David Bygraves asked: “Should foreign students subsidise British students?” Presenter Alex Forsyth pointed out it had been reported that Prime Minister Rishi Sunak was considering restricting students from overseas to elite universities or those charging the highest fees.

The panellists generally agreed that foreign students were a huge benefit to Britain, financially and culturally, with Mr Merriman denying the Government had any intention to impose restrictions on them or cut the numbers coming to the UK.

Nicole, aged 17, asked if it was fair for the UK to criticise other countries such as Qatar for their moral values – a topical question while doubts are being raised about the World Cup being staged in Qatar.

The answers centred around the football tournament, with a consensus that holding the competition in Qatar was an opportunity to influence its government to improve humanitarian and workers’ rights.

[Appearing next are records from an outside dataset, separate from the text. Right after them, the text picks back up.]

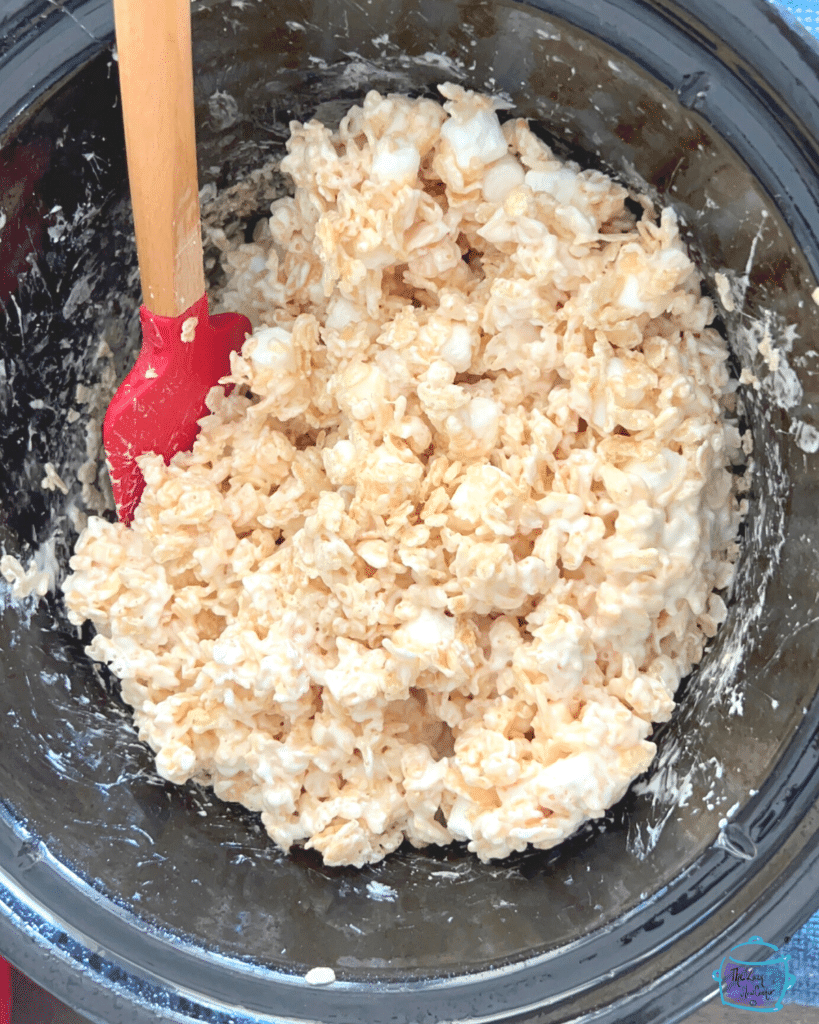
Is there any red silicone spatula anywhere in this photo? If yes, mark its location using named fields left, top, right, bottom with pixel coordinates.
left=102, top=0, right=251, bottom=525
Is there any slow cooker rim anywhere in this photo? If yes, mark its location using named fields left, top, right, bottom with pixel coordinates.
left=0, top=0, right=819, bottom=1020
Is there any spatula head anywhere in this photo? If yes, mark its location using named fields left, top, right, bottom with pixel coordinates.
left=102, top=295, right=252, bottom=525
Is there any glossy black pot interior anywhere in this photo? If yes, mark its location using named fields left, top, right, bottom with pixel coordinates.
left=0, top=0, right=819, bottom=1024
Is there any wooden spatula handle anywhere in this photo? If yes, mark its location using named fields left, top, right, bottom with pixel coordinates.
left=114, top=0, right=205, bottom=316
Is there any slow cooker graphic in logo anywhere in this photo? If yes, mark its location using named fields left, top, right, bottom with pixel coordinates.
left=714, top=935, right=795, bottom=1014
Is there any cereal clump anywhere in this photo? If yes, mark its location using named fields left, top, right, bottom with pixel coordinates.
left=64, top=85, right=739, bottom=865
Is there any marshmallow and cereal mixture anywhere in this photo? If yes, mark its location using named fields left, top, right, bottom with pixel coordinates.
left=64, top=85, right=740, bottom=865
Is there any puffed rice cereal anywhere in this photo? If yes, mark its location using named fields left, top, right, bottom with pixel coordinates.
left=63, top=85, right=743, bottom=865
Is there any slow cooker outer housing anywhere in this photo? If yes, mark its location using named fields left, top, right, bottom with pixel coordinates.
left=0, top=0, right=819, bottom=1024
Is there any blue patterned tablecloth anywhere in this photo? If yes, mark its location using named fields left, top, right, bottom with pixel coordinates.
left=775, top=0, right=819, bottom=39
left=761, top=0, right=819, bottom=1007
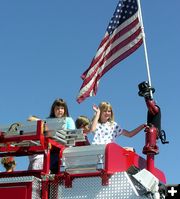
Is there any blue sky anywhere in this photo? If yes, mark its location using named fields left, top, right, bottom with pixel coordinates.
left=0, top=0, right=180, bottom=184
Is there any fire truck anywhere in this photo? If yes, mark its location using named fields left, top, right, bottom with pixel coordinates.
left=0, top=82, right=169, bottom=199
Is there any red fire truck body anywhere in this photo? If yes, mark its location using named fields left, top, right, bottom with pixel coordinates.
left=0, top=119, right=166, bottom=199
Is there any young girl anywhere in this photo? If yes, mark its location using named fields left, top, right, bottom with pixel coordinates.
left=28, top=98, right=75, bottom=173
left=49, top=98, right=75, bottom=130
left=49, top=99, right=75, bottom=173
left=1, top=157, right=16, bottom=172
left=91, top=102, right=146, bottom=144
left=75, top=115, right=90, bottom=146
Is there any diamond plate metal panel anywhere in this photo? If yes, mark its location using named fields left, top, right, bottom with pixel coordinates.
left=0, top=176, right=41, bottom=199
left=50, top=172, right=148, bottom=199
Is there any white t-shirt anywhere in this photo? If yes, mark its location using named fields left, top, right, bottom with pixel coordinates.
left=92, top=122, right=123, bottom=144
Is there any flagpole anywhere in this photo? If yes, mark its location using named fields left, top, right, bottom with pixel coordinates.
left=137, top=0, right=152, bottom=95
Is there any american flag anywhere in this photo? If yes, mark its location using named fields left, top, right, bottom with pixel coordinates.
left=77, top=0, right=143, bottom=103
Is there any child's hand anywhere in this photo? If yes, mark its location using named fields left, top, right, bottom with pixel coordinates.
left=93, top=104, right=100, bottom=113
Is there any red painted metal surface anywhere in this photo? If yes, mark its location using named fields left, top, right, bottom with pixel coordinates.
left=0, top=183, right=32, bottom=199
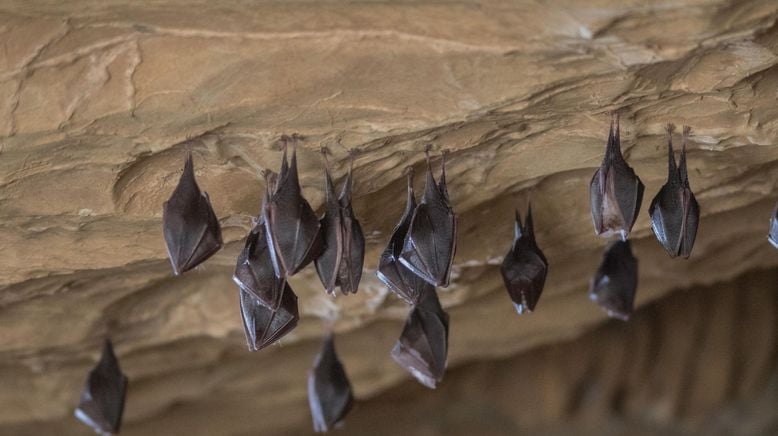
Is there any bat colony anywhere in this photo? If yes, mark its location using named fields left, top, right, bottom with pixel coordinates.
left=75, top=115, right=778, bottom=435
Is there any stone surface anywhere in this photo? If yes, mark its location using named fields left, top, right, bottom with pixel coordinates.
left=0, top=0, right=778, bottom=434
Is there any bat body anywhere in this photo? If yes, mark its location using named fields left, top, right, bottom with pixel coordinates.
left=376, top=170, right=424, bottom=304
left=589, top=241, right=638, bottom=321
left=400, top=151, right=457, bottom=287
left=308, top=334, right=354, bottom=432
left=316, top=152, right=365, bottom=295
left=265, top=136, right=322, bottom=276
left=240, top=281, right=300, bottom=351
left=648, top=125, right=700, bottom=258
left=589, top=115, right=644, bottom=239
left=162, top=153, right=224, bottom=275
left=75, top=339, right=127, bottom=435
left=392, top=285, right=448, bottom=389
left=767, top=205, right=778, bottom=248
left=501, top=207, right=548, bottom=314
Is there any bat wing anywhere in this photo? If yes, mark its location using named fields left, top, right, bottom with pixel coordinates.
left=308, top=335, right=354, bottom=432
left=392, top=285, right=448, bottom=389
left=400, top=156, right=457, bottom=287
left=162, top=154, right=223, bottom=275
left=266, top=142, right=322, bottom=275
left=589, top=241, right=638, bottom=321
left=75, top=340, right=127, bottom=435
left=232, top=222, right=286, bottom=310
left=240, top=282, right=300, bottom=351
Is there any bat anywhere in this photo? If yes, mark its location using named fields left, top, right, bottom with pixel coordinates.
left=308, top=334, right=354, bottom=432
left=162, top=153, right=224, bottom=275
left=400, top=147, right=457, bottom=287
left=767, top=205, right=778, bottom=248
left=240, top=279, right=300, bottom=351
left=376, top=167, right=424, bottom=304
left=315, top=148, right=365, bottom=295
left=232, top=173, right=287, bottom=310
left=265, top=135, right=322, bottom=276
left=589, top=241, right=638, bottom=321
left=589, top=114, right=643, bottom=240
left=75, top=339, right=127, bottom=435
left=648, top=124, right=700, bottom=259
left=500, top=206, right=548, bottom=315
left=392, top=284, right=448, bottom=389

Nicole, whose parents moved to the UK from Ghana, told the News & Mail that she had recently become interested in political matters and that she believed a good knowledge of economics was essential to understanding politics.

The panel also answered a question on the UK’s future after Brexit, posed by Jan Houlberg from Guildford. Finally, the panellists had 20 seconds each to answer Stuart’s question: “What is your biggest regret?”

Ms Minton Beddoes had many regrets about the “things she didn’t do”, Ms Malhotra wished she had spent more time with her parents while they were alive, Mr Embery should have “tried harder at school” and Mr Merriman regretted watching Wales lose 0-2 to Iran in the World Cup.